August 1, 2012 at 8:49 am
So I am struggling to even get started on this issue. Basically I have a sales table laid out like this
•Sales_saleID
•Sales_customerID
•Sales_status
A customer can have multiple sales orders at any one point in time however I need to produce a list showing my customers who only have pending orders if they have a completed order I don’t want to see that customer in the list at all. I then only want to see the customer once so I guess a group by clause. Any help with this would be much appreciated.
August 1, 2012 at 9:10 am
How about this:
IF OBJECT_ID('dbo.Sales1') IS NOT NULL
DROP TABLE dbo.Sales1;
CREATE TABLE dbo.sales1
(
Sales_saleID int,
Sales_customerID int,
Sales_status varchar(10)
);
INSERT INTO dbo.sales1 VALUES ( 1, 1, 'Pending' );
INSERT INTO dbo.sales1 VALUES ( 2, 1, 'Completed' );
INSERT INTO dbo.sales1 VALUES ( 3, 2, 'Completed' );
INSERT INTO dbo.sales1 VALUES ( 4, 2, 'Pending' );
INSERT INTO dbo.sales1 VALUES ( 5, 3, 'Pending' );
INSERT INTO dbo.sales1 VALUES ( 6, 3, 'Pending' );
WITH Completed AS
(
SELECT DISTINCT Sales_customerID FROM dbo.sales1 WHERE Sales_status = 'Completed'
),
Pending AS
(
SELECT DISTINCT Sales_customerID FROM dbo.sales1 WHERE Sales_status = 'Pending'
)
SELECT Sales_customerID FROM Pending
WHERE Sales_customerID NOT IN (SELECT Sales_customerID FROM Completed)
August 1, 2012 at 9:29 am
laurie-789651 (8/1/2012)
How about this:
IF OBJECT_ID('dbo.Sales1') IS NOT NULL
DROP TABLE dbo.Sales1;
CREATE TABLE dbo.sales1
(
Sales_saleID int,
Sales_customerID int,
Sales_status varchar(10)
);
INSERT INTO dbo.sales1 VALUES ( 1, 1, 'Pending' );
INSERT INTO dbo.sales1 VALUES ( 2, 1, 'Completed' );
INSERT INTO dbo.sales1 VALUES ( 3, 2, 'Completed' );
INSERT INTO dbo.sales1 VALUES ( 4, 2, 'Pending' );
INSERT INTO dbo.sales1 VALUES ( 5, 3, 'Pending' );
INSERT INTO dbo.sales1 VALUES ( 6, 3, 'Pending' );
WITH Completed AS
(
SELECT DISTINCT Sales_customerID FROM dbo.sales1 WHERE Sales_status = 'Completed'
),
Pending AS
(
SELECT DISTINCT Sales_customerID FROM dbo.sales1 WHERE Sales_status = 'Pending'
)
SELECT Sales_customerID FROM Pending
WHERE Sales_customerID NOT IN (SELECT Sales_customerID FROM Completed)
Hey Laurie!
Good idea, but I wonder what the effect of hitting the table twice would be on a big system?

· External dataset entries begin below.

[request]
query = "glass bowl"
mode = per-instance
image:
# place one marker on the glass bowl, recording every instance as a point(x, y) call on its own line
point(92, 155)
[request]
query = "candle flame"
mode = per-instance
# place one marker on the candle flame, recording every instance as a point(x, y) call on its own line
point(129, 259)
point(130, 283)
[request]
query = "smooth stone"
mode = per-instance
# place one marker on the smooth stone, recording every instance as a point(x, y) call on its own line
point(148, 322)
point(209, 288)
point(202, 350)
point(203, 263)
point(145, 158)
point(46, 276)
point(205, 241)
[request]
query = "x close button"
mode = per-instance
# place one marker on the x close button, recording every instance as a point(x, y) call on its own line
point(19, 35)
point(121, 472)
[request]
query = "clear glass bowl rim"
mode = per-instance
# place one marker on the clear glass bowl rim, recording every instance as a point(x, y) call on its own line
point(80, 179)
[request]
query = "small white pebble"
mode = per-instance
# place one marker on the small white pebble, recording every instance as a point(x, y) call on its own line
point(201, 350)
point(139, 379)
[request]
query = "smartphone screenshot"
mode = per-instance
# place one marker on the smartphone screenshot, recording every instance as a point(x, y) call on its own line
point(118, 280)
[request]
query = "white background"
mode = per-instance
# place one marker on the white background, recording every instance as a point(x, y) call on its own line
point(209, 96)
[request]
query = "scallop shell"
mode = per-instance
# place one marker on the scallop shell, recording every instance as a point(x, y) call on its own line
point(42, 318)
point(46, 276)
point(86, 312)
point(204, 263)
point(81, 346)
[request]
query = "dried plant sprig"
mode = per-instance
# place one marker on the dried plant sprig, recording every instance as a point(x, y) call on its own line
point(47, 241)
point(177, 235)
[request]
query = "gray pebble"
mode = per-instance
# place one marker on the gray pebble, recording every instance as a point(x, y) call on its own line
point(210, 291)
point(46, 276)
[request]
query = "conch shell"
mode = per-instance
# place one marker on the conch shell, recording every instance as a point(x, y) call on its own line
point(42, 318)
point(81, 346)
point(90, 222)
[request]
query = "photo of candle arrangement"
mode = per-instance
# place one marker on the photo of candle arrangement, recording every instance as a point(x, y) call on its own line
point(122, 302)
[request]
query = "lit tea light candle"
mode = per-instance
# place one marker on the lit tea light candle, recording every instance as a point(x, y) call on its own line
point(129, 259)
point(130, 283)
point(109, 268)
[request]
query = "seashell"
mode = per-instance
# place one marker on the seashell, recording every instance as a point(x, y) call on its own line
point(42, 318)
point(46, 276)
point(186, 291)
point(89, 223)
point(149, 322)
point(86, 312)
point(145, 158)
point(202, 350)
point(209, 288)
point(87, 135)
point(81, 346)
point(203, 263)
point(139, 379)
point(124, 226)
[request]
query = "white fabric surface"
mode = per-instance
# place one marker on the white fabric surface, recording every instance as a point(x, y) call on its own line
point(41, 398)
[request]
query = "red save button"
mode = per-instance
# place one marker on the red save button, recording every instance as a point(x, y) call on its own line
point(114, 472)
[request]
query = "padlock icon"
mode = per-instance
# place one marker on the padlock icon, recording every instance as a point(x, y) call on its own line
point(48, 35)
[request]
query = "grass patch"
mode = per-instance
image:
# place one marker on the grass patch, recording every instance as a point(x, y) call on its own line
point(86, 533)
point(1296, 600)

Whereas this only hits the table once: -
SELECT Sales_customerID
FROM (SELECT Sales_customerID,
SUM(CASE WHEN Sales_status = 'Completed' THEN 1 ELSE 0 END) AS completed,
SUM(CASE WHEN Sales_status = 'Pending' THEN 1 ELSE 0 END) AS pending
FROM dbo.sales1
GROUP BY Sales_customerID) a
WHERE completed = 0 AND pending > 0;
August 1, 2012 at 9:31 am
A GROUP BY with CASE expressions is likely to perform better, because it requires fewer scans and logical reads of the base table.
SELECT Sales_CustomerID
FROM @sales1
GROUP BY Sales_CustomerID
HAVING COUNT(CASE WHEN Sales_Status = 'Pending' THEN 1 END ) > 0
AND COUNT(CASE WHEN Sales_Status = 'Completed' THEN 1 END ) = 0
Drew
J. Drew Allen
Business Intelligence Analyst
Philadelphia, PA
August 1, 2012 at 10:15 am
Thats great thanks, it seems to work best using Cadavre's version
but now where would i stick my join in to display the company name, as soon as i try and join up the company table it no longer works
August 1, 2012 at 10:46 am
Hard to trouble shoot when we can't see what you see.
Care to post the code and any other info that may be important, like error messages?